I knew the songs as a fan so rehearsing them was more a matter of getting a handle on the arrangements than finding my place in them, a goal we postponed until J. got home. By that time, nine weeks later, I was ready to run through the set. Looking back, I established myself quickly, and if memory serves my first show in the band was in July of that year and we left for tour immediately after that.

Me and Bill, St. Andrew’s Hall, Detroit, MI, 1992
Me and Bill, St. Andrew’s Hall, Detroit, MI, 1992

We wrote, in those short months, two songs as a group, a new and exciting turn for the band. Previously, J. more or less wrote the material and presented it to the band fully formed and arranged. One of the new songs, “Jackpot Plus!” was, in some ways, as much of a straight-up post-hardcore song as we ever played. Like many young players, I was creating my parts to suit the genre as opposed to molding the genre to suit my playing. Two relevant drummers in particular, Peter Moffett from Government Issue and John McEntire from Bastro were on my mind, and though I no doubt failed to rise to their level, I think my beats are a short step away from “Jaded Eyes” and “Recidivist.” What I wanted was to sound like them.

The other song we wrote was called “Motorist.” It was a new kind of song for the band, a new feel. It marked my first effort to rip off Manu Katché, Peter Gabriel’s drummer from So onward. It was, like many such efforts, a failure. I was hoping for something along the lines of “Digging in the Dirt,” which was released the month before on Peter Gabriel’s Us the eagerly anticipated follow-up to So.

There was a lesson in this failure: not sounding like Katché led directly to a reliance on my own voice and feel on the drums. And I noticed it.
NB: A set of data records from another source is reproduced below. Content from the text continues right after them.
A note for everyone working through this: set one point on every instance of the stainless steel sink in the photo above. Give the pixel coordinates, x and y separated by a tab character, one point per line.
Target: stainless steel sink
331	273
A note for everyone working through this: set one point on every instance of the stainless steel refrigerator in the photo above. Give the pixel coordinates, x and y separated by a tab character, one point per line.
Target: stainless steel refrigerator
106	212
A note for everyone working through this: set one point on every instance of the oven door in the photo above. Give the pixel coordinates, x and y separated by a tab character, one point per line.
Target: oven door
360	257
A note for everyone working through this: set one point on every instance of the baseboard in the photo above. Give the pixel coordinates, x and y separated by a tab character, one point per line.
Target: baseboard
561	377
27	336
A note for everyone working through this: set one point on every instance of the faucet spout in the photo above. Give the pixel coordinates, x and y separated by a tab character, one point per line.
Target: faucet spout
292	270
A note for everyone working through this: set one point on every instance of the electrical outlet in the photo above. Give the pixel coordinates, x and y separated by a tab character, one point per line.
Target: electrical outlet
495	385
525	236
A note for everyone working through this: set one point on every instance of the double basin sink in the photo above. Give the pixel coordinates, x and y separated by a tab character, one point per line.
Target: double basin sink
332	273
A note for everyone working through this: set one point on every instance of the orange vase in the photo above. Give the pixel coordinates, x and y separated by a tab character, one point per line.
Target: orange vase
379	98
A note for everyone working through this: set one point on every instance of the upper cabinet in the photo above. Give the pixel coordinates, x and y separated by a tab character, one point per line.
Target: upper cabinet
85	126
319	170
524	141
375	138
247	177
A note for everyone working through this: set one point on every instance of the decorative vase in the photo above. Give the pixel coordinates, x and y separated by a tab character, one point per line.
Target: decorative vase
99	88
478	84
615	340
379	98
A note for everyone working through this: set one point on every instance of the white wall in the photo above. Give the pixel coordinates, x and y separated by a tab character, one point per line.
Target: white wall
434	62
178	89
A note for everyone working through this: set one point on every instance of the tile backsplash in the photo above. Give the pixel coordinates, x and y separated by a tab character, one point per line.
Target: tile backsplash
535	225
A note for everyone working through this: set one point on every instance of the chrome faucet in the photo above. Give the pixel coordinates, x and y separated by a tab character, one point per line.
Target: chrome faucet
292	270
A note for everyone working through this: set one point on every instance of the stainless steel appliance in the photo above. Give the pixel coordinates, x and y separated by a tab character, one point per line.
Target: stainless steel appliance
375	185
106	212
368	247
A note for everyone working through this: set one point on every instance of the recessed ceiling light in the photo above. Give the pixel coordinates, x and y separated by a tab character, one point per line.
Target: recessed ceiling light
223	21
Whether or not I sounded like anyone else became immaterial and even something to be avoided. That is, I think “Motorist” was the first time I sounded like myself. From that point on, I brought influences I knew I could not reproduce, just to see what would happen in the group.

We re-recorded the song (“Jackpot Plus!,” too) for For Your Own Special Sweetheart and the sort of refinements we were looking for individually and as a group are audible. The production is more focused, more in tune with the kind of energy we sought in our live performances. And the feel of it is shared, common among us. By the time we recorded FYOSS we were functioning much more as a single unit, feeling our performances together instead of playing by rote.

I found that almost anytime I introduced one of Peter Gabriel’s or Manu Katché’s rhythmic strains into the band, it warped or escalated or shifted into a new and original feel. To reiterate at the risk of redundancy, the distinction between influence as a site of imitation and influence as a site of creation changed everything. I don’t think I quite knew this before. And as our music became increasingly reliant on the drumming, these strains came to guide much more of what we were writing. As was true for the band as a whole, this was the moment I transitioned from being a musician who sought to make sounds like those I loved (imitation) to one who sought to make sounds that originated in my own playing (creation). Like PG says in “Sledgehammer,” paraphrased: I shed my skin. This was the new stuff.